All of which leaves our textile industrialist lost. It will take money to build a new plant, and just as importantly, time. If the plan is for the tariffs to be permanent, there might be enough time to get a new plant up and running and get products to market. But if the tariffs are just leverage for a larger discussion about trade, then it’s hard to pull the trigger on that new investment.
After all, it’s hard to imagine a worse scenario than spending the time and money to open a new factory, only to have tariffs against Vietnam go to zero right before it opens. If Trump cuts a deal with the Vietnamese, that new factory could turn into a career-ending white elephant in a hurry.

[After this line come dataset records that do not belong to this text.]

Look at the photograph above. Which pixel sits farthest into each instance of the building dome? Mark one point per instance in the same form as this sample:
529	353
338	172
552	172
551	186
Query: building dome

The White House seems to want the tariffs to do two things: encourage a renaissance in American manufacturing, and help achieve fair terms with our trading partners. To be clear: both of those are admirable goals. Achieving either would count as a tremendous win for the country, and for the Trump administration.
That said, it’s hard to imagine how you can have both.
The White House would remind all of us — including our hypothetical textile manufacturer — to not lose sight of the other things they are doing to help boost the economy. They are deregulating, freeing up our energy resources and working on a pro-growth tax plan. And all of those parts of the Trump agenda point solidly to growth and opportunity.
But that doesn’t solve the problem of the tariff uncertainty, and doesn’t help our would-be textile manufacturer friend.
Mick Mulvaney, a former congressman from South Carolina, is a contributor to NewsNation. He served as director of the Office of Management and Budget, acting director of the Consumer Financial Protection Bureau and White House chief of staff under President Donald Trump.